Años después de la primera irrupción a gran escala de la inteligencia artificial generativa (IA), su impacto en el empleo se nota, y España no es una excepción. Si bien el discurso oficial del sector tecnológico es el de que la IA traerá grandes ganancias de productividad y generará nuevos empleos frente a otras revoluciones tecnológicas como la máquina de vapor o internet, la realidad, al menos por el momento, no es tan brillante. La IA está siendo usada por las empresas para automatizar tareas y despedir trabajadores. Amazon, aunque no es la única, es una de las compañías que está en el foco.

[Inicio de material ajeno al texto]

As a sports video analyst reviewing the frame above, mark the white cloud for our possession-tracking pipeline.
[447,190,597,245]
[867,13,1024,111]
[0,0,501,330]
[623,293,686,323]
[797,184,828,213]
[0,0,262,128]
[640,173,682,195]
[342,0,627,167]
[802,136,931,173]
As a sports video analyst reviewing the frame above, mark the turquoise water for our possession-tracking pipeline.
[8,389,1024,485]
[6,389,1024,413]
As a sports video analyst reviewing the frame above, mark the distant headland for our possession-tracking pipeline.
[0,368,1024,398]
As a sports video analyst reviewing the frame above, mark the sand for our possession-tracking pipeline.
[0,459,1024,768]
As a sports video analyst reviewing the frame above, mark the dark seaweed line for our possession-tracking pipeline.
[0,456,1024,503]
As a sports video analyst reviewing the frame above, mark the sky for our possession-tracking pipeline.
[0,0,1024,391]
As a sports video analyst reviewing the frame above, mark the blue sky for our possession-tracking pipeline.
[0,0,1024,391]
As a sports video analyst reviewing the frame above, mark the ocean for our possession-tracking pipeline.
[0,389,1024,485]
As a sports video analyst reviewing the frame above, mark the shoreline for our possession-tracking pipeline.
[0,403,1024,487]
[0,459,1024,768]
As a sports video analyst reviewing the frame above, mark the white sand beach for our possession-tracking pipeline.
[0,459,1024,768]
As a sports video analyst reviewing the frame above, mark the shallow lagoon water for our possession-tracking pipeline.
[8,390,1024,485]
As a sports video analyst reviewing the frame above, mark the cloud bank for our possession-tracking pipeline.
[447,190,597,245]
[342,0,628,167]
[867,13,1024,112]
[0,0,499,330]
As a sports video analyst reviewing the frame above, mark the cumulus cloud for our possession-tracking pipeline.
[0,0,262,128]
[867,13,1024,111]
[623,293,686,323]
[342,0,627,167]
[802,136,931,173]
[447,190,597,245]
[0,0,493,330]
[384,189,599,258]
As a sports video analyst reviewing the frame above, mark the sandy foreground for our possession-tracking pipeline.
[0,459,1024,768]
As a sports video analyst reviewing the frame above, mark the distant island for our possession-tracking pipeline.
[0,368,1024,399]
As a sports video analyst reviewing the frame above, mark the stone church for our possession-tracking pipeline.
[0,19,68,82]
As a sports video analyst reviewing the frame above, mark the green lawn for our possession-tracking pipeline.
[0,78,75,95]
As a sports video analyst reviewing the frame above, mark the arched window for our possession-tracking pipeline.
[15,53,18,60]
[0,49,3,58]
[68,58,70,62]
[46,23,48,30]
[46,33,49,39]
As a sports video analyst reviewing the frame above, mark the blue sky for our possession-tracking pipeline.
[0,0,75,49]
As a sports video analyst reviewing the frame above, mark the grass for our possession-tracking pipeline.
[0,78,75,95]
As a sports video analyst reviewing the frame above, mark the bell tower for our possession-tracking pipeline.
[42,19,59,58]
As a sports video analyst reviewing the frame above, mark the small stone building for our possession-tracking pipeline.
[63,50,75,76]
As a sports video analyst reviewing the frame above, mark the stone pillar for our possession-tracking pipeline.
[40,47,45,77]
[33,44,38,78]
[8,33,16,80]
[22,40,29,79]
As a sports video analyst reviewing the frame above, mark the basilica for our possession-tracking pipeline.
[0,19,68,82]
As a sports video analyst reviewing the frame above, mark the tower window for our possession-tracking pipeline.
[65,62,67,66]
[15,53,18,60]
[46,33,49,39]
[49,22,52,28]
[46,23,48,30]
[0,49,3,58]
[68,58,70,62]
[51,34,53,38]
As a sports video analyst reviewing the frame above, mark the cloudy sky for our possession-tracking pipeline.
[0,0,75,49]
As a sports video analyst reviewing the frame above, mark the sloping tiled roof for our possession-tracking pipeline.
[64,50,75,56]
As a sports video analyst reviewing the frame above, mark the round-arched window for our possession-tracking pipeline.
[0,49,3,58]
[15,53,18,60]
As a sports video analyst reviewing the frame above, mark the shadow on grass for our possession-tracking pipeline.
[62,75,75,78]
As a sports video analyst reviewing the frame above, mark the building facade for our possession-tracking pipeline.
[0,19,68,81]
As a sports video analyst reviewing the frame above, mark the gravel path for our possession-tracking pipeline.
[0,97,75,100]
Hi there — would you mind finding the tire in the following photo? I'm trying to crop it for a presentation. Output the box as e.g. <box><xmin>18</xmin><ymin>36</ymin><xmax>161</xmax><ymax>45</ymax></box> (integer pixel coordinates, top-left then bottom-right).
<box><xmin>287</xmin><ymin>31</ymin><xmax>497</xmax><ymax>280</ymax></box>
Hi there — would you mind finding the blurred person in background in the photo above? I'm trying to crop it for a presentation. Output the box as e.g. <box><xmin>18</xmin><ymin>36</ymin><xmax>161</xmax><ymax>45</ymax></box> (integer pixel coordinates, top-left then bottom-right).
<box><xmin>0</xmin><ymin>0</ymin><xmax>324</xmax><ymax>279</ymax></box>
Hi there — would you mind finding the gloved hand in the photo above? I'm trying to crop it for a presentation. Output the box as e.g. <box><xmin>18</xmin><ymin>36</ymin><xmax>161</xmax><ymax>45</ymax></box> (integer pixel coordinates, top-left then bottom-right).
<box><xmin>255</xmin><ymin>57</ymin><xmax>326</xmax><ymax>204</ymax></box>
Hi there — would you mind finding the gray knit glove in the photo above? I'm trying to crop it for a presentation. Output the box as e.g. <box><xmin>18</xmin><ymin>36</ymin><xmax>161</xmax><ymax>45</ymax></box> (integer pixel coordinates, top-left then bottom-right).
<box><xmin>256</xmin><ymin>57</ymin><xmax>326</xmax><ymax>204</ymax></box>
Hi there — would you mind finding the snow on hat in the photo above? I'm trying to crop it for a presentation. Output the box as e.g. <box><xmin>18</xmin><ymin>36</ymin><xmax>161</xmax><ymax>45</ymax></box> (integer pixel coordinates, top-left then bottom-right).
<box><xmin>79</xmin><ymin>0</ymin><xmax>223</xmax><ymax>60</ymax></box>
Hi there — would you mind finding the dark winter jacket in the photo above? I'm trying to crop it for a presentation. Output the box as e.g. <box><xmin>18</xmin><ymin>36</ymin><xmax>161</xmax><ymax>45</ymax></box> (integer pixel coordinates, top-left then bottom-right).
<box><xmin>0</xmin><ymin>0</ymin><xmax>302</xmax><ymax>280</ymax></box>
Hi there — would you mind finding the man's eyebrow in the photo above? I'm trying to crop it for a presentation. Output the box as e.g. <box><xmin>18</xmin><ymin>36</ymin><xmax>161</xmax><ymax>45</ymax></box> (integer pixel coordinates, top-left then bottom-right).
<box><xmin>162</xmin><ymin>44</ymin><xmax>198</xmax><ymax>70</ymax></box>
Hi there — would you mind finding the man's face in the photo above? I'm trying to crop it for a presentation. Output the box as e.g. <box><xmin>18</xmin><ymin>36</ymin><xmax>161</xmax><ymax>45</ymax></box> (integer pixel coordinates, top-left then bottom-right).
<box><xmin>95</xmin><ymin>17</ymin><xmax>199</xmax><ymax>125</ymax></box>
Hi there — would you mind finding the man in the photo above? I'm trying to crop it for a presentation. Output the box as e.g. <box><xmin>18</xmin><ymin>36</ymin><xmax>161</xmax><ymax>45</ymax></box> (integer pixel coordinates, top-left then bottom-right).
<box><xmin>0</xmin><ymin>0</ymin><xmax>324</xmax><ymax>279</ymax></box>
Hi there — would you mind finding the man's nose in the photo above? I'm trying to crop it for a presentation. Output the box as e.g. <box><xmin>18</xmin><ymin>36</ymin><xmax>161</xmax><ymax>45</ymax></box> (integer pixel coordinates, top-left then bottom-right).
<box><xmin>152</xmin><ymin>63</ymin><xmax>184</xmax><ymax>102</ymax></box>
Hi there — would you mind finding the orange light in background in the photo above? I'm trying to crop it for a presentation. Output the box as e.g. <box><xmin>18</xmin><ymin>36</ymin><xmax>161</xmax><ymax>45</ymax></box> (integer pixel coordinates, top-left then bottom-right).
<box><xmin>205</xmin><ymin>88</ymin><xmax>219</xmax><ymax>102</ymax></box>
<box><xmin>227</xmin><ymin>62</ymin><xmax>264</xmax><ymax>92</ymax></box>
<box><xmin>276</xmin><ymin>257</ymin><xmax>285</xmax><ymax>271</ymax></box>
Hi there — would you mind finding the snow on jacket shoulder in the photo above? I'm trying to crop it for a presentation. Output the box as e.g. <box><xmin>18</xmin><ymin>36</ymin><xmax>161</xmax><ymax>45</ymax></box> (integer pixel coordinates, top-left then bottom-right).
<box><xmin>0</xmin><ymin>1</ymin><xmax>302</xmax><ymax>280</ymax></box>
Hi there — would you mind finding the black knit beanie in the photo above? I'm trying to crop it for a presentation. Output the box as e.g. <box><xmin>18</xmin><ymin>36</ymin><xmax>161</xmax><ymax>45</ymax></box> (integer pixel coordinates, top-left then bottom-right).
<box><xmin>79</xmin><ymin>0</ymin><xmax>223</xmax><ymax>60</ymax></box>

Amazon da trabajo a unos 1,5 millones de personas en todo el mundo. En España, según datos de cierre de 2024, eran alrededor de 28.000. A finales de 2025, la firma comunicó que haría 14.000 despidos a nivel global. Unas semanas después, en enero, avanzó la salida de otros 16.000. En el caso de España, fuentes sindicales apuntan a que la segunda oleada no ha tenido impacto, pero la primera sí que lo hizo. En concreto, en el marco de esa primera oleada de despidos, Amazon pactó prescindir como máximo de 791 empleos en dos centros situados en Barcelona y de otros 129 empleados en Madrid. Finalmente, tras las negociaciones sindicales, en Cataluña 735 empleados perdieron su puesto de trabajo.